Fatoumata*, 31 ans, est mère de cinq enfants. Elle a fui la violence des groupes armés qui se sont emparés de son village, à quelques kilomètres seulement du site de Pissila où elle a trouvé refuge avec sa famille.

Au village, Fatoumata vivait paisiblement d’agriculture et d’élevage. En saison sèche, elle cultivait feuilles et tomates. Mais elle a tout perdu en fuyant pour sauver sa vie.

Le camp pour personnes déplacées de Pissila, au Burkina Faso.

Par désespoir, elle a essayé de retourner chez elle mais elle a été confrontée à la violence des groupes armés qui ont battu sa mère sous ses yeux.

Sur le site de Pissila, Fatoumata a reçu un peu d’aide alimentaire qui ne suffit pas et un kit d’hygiène. Mais sous le soleil sahélien brûlant, l’accès à l’eau reste le principal défi.

« Personne ne devrait avoir à survivre comme cela. »

Huguette, ingénieure en eau et assainissement

Huguette Yago est ingénieure en eau et assainissement pour l’Association pour la gestion de l’environnement et le développement (AGED), un partenaire d’Oxfam. Elle supervise huit animateurs qui interviennent chaque jour sur le site de Pissila, sensibilise les personnes déplacées sur l’hygiène, et a mis en place  des groupes de volontaires parmi les personnes déplacées qui entretiennent les latrines.
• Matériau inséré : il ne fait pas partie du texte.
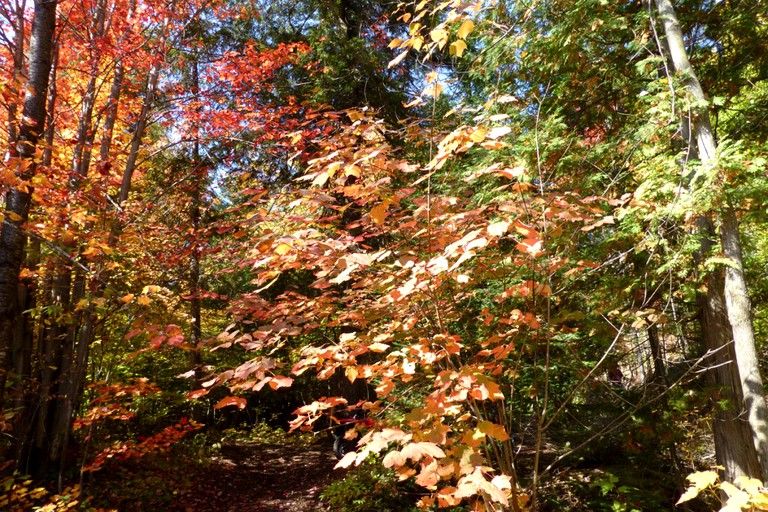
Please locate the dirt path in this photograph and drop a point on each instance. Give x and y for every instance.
(264, 478)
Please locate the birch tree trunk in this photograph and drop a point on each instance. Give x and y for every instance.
(743, 355)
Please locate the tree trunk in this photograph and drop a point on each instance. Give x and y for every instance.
(735, 299)
(17, 199)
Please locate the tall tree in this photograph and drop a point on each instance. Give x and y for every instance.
(726, 292)
(18, 197)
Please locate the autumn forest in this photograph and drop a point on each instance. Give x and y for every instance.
(422, 255)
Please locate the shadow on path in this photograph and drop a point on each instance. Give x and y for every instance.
(251, 477)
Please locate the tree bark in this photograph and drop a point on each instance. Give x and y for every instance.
(17, 199)
(735, 298)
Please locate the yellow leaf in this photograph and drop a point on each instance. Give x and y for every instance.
(379, 213)
(493, 430)
(702, 479)
(320, 179)
(282, 249)
(347, 461)
(393, 460)
(466, 28)
(457, 48)
(439, 35)
(434, 90)
(499, 132)
(498, 228)
(478, 135)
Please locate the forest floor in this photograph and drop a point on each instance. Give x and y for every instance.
(255, 477)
« Sans eau, on ne peut rien faire et toutes les tentatives de forage jusqu’ici n’ont rien donné. Il n’y a pas de mystère, pour qu’il y ait de l’hygiène, il faut qu’il y ait de l’eau. »

Huguette

Huguette a toujours voulu travailler dans l’humanitaire mais les conditions sont difficiles, surtout pour les femmes. « Les femmes disent que pendant leurs règles elles n’ont pas de pagnes, de tampon. Même le savon manque. » déplore-t-elle.
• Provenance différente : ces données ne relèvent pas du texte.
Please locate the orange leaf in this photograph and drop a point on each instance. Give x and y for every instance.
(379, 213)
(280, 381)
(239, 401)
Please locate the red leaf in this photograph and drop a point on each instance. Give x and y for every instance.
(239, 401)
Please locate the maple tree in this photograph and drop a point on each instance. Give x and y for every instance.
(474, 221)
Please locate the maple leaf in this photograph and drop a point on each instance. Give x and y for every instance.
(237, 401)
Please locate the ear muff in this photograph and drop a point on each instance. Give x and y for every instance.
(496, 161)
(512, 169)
Dans ce contexte de grande fragilité, le risque d’épidémie est très important et aurait des conséquences désastreuses dans ces zones où vivent des milliers de personnes vulnérables et où les services de santé sont débordés et souvent trop chers pour ceux qui ont tout perdu dans leur fuite.

Huguette sensibilise les femmes à l’hygiène sur le site des personnes déplacées de Pissila.
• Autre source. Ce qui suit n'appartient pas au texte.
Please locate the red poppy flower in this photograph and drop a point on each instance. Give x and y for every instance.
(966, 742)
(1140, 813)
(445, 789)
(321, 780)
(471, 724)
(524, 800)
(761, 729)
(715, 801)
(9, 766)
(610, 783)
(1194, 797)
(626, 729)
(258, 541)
Pour Mariam, Fatoumata et Huguette, comme pour les milliers de femmes déplacées et intervenantes du Burkina Faso, les ressources doivent augmenter drastiquement pour venir en aide à 2,2 millions de personnes avant la fin de l’année.

Et avec les charrettes, motos et tricycles  qui déversent quotidiennement de nouvelles vagues de personnes déplacées, bientôt le courage ne suffira plus. Il y a urgence.